Symptoms are - lack of energy, easy fatigue, anorexia, loss of weight, short but
successive unproductive coughs and profuse night sweats are common.
Further
progression of the disease produces: 1. Wide areas of Pulmonary
infection and is known as primary progressive Tuberculosis. 2. Hemoptysis.
3. Miliary TB.
Primary
Progressive Pulmonary Tuberculosis.
These
patients are sick and weak. Persistent low grade fever, wasting of
muscles, anemia, cough productive mucopurulent sputum and occasional
streaks of blood in sputum is present. Confirmation of pneumonia
is not difficult but there are no special clinical features of MTB
pneumonia.
Chest
x-ray shows infiltration in the upper zone of the lung, usually on the
right side and spread of the disease in the adjoining lobes.
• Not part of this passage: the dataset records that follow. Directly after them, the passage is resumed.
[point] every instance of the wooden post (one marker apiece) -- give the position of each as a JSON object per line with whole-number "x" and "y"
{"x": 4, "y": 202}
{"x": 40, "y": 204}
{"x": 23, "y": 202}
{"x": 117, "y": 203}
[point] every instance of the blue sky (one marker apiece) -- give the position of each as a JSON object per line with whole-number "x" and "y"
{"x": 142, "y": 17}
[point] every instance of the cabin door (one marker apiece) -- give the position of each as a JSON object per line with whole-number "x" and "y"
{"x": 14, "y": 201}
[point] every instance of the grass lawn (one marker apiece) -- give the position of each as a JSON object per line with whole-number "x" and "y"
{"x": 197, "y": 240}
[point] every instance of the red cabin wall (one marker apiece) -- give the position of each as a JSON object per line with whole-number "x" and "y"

In some
cases, thick walled cavity is seen in the upper lobe or apical portion of the middle lobe. In nursing home patients, middle lobe and lower lobe
infiltrations are common.
Sputum
smears and cultures are the cornerstones of MTB diagnosis. IGRA assay
of peripheral blood is both sensitive and specific. In occasional
cases, NAAT (Nucleic acid amplification) test may be necessary.
Hemoptysis. Blood-streaked sputum is an indication of the progression of disease and
destruction of the lungs. That leads to bringing up frank red blood.
Almost
all patients present with hemoptysis undergo bronchoscopic examination.
It not only helps to diagnose MTB but also eliminates the possibility of lung cancer and fungal infection.
Miliary
Tuberculosis.
MTB not only destroys the lung parenchymal tissues but also
penetrates blood vessels and spreads far and wide. MTB can also spread
via lymphatics. The tissues rich in oxygen support further MTB
growth. Lungs, meninges, bone marrow, and kidneys are common sites of
extrapulmonary TB infection.
The
patients are very malnourished, very weak and unable to cough
properly. Sputum production is generally absent or minimal. Patients
are febrile and may show abnormal liver, renal functions and
electrolyte imbalance. Both acute and chronic phase reactants are
positive. In severely immunosuppressed patients with low CD4 cell
count, the TB skin tests and IGRS test may be negative.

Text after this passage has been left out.